Italy's Right-Wing Government Turns Up The Heat On 'Gastronationalism'

Rome has been strongly opposed to synthetic foods, insect-based flours and health warnings on alcohol, and aggressive lobbying by Giorgia Meloni's right-wing government against nutritional labeling has prompted accusations in Brussels of "gastronationalism."

Dough is run through a press to make pasta

Creation of home made pasta

Karl De Meyer et Olivier Tosseri

ROME — On March 23, the Italian Minister of Agriculture and Food Sovereignty, Francesco Lollobrigida, announced that Rome would ask UNESCO to recognize Italian cuisine as a piece of intangible cultural heritage.

On March 28, Lollobrigida, who is also Italian Prime Minister Giorgia Meloni's brother-in-law, promised that Italy would ban the production, import and marketing of food made in labs, especially artificial meat — despite the fact that there is still no official request to market it in Europe.

Days later, Italian Eurodeputy Alessandra Mussolini, granddaughter of fascist leader Benito Mussolini and member of the Forza Italia party, which is part of the governing coalition in Rome, caused a sensation in the European Parliament.

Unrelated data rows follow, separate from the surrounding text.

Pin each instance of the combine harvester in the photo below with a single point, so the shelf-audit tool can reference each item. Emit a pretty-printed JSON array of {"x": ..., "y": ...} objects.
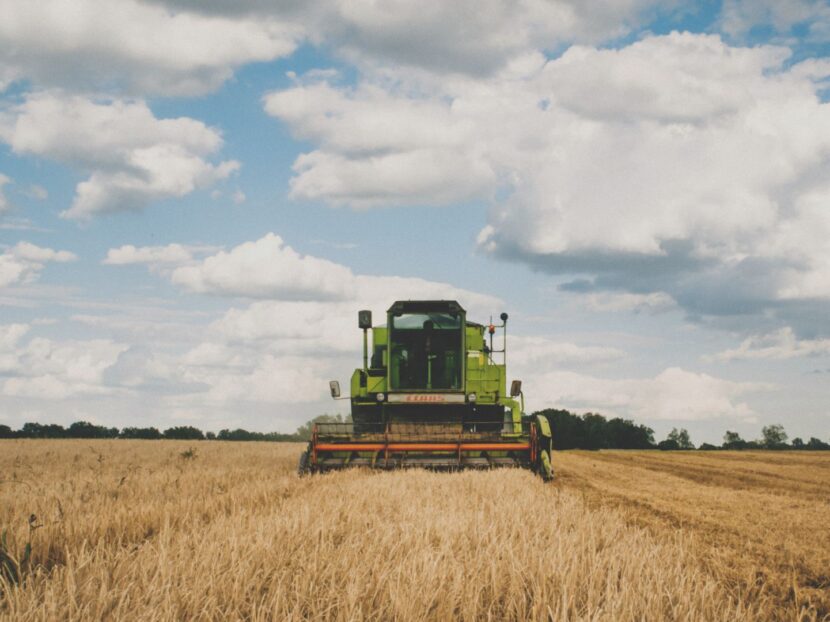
[{"x": 431, "y": 396}]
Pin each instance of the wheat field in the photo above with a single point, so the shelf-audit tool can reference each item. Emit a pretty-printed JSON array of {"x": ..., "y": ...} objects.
[{"x": 161, "y": 530}]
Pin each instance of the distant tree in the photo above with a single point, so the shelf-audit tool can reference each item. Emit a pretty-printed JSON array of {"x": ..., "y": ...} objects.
[
  {"x": 141, "y": 433},
  {"x": 681, "y": 437},
  {"x": 85, "y": 429},
  {"x": 593, "y": 431},
  {"x": 668, "y": 444},
  {"x": 568, "y": 429},
  {"x": 184, "y": 433},
  {"x": 625, "y": 434},
  {"x": 304, "y": 431},
  {"x": 733, "y": 440},
  {"x": 31, "y": 430},
  {"x": 774, "y": 436},
  {"x": 815, "y": 443}
]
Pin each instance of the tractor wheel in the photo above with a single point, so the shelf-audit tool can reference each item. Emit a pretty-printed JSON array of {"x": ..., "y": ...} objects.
[{"x": 302, "y": 466}]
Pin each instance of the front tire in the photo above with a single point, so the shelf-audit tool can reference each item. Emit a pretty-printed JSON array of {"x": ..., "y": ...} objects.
[{"x": 302, "y": 465}]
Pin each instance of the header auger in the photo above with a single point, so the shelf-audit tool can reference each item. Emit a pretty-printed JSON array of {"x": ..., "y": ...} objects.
[{"x": 431, "y": 395}]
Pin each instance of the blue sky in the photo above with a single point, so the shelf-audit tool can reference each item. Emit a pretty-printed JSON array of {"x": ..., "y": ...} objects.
[{"x": 197, "y": 197}]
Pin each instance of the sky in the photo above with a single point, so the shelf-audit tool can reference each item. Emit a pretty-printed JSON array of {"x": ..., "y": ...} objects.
[{"x": 196, "y": 198}]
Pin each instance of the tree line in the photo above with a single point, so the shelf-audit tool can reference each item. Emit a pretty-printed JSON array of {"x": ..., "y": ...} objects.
[
  {"x": 85, "y": 429},
  {"x": 593, "y": 431},
  {"x": 570, "y": 431}
]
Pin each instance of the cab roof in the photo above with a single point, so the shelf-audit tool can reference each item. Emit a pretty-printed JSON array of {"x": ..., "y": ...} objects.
[{"x": 425, "y": 306}]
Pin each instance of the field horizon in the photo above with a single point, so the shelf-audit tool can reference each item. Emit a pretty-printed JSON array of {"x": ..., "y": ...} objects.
[{"x": 166, "y": 529}]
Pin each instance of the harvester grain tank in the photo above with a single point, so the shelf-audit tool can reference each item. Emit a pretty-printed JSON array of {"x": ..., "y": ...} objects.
[{"x": 432, "y": 394}]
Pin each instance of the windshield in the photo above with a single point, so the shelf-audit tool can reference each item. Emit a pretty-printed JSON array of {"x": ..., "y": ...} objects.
[{"x": 426, "y": 351}]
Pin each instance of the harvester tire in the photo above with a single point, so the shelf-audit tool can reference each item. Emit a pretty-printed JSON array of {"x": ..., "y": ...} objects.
[{"x": 302, "y": 465}]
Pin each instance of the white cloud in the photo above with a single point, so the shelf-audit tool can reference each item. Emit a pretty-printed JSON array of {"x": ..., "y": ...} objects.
[
  {"x": 778, "y": 345},
  {"x": 23, "y": 262},
  {"x": 37, "y": 192},
  {"x": 4, "y": 202},
  {"x": 379, "y": 149},
  {"x": 129, "y": 254},
  {"x": 532, "y": 352},
  {"x": 266, "y": 268},
  {"x": 675, "y": 394},
  {"x": 133, "y": 158},
  {"x": 270, "y": 269},
  {"x": 669, "y": 167},
  {"x": 654, "y": 302},
  {"x": 739, "y": 17},
  {"x": 132, "y": 46},
  {"x": 46, "y": 369}
]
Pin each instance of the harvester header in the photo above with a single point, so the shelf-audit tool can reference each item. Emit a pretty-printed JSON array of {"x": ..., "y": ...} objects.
[{"x": 432, "y": 394}]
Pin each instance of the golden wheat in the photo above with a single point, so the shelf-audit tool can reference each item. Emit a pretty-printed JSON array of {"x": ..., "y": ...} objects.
[{"x": 149, "y": 530}]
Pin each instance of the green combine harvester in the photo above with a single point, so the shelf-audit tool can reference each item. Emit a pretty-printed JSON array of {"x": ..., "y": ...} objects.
[{"x": 431, "y": 395}]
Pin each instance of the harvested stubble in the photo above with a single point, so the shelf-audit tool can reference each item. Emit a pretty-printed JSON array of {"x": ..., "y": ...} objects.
[{"x": 144, "y": 530}]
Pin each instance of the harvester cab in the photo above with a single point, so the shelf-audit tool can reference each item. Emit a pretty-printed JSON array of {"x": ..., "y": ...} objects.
[{"x": 431, "y": 394}]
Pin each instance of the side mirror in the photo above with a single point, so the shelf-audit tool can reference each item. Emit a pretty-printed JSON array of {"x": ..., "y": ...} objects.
[
  {"x": 515, "y": 388},
  {"x": 334, "y": 387}
]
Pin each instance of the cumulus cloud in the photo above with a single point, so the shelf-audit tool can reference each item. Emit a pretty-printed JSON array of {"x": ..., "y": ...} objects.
[
  {"x": 268, "y": 268},
  {"x": 379, "y": 149},
  {"x": 4, "y": 202},
  {"x": 675, "y": 394},
  {"x": 47, "y": 369},
  {"x": 133, "y": 158},
  {"x": 152, "y": 255},
  {"x": 739, "y": 17},
  {"x": 132, "y": 46},
  {"x": 654, "y": 302},
  {"x": 473, "y": 37},
  {"x": 24, "y": 262},
  {"x": 675, "y": 168},
  {"x": 779, "y": 345},
  {"x": 531, "y": 352}
]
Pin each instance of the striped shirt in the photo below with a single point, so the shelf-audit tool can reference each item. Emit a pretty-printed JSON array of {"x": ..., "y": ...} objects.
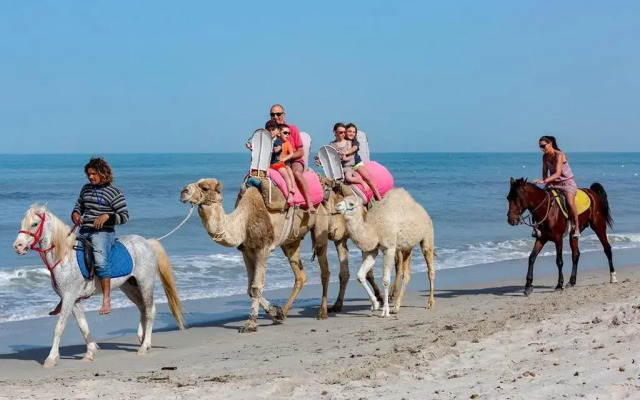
[{"x": 95, "y": 201}]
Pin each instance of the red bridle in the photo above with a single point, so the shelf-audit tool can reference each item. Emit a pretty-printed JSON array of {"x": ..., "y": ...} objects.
[{"x": 36, "y": 240}]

On the sidelines of the plenary session, Sophia Loren's niece organized a wine tasting, under the slogan "In Vino Veritas," to show her strong opposition (and that of her government) to an Irish proposal to put health warnings on alcohol bottles. At the end of the press conference, around 11am, she showed her determination by drinking from the neck of a bottle of wine, to great applause.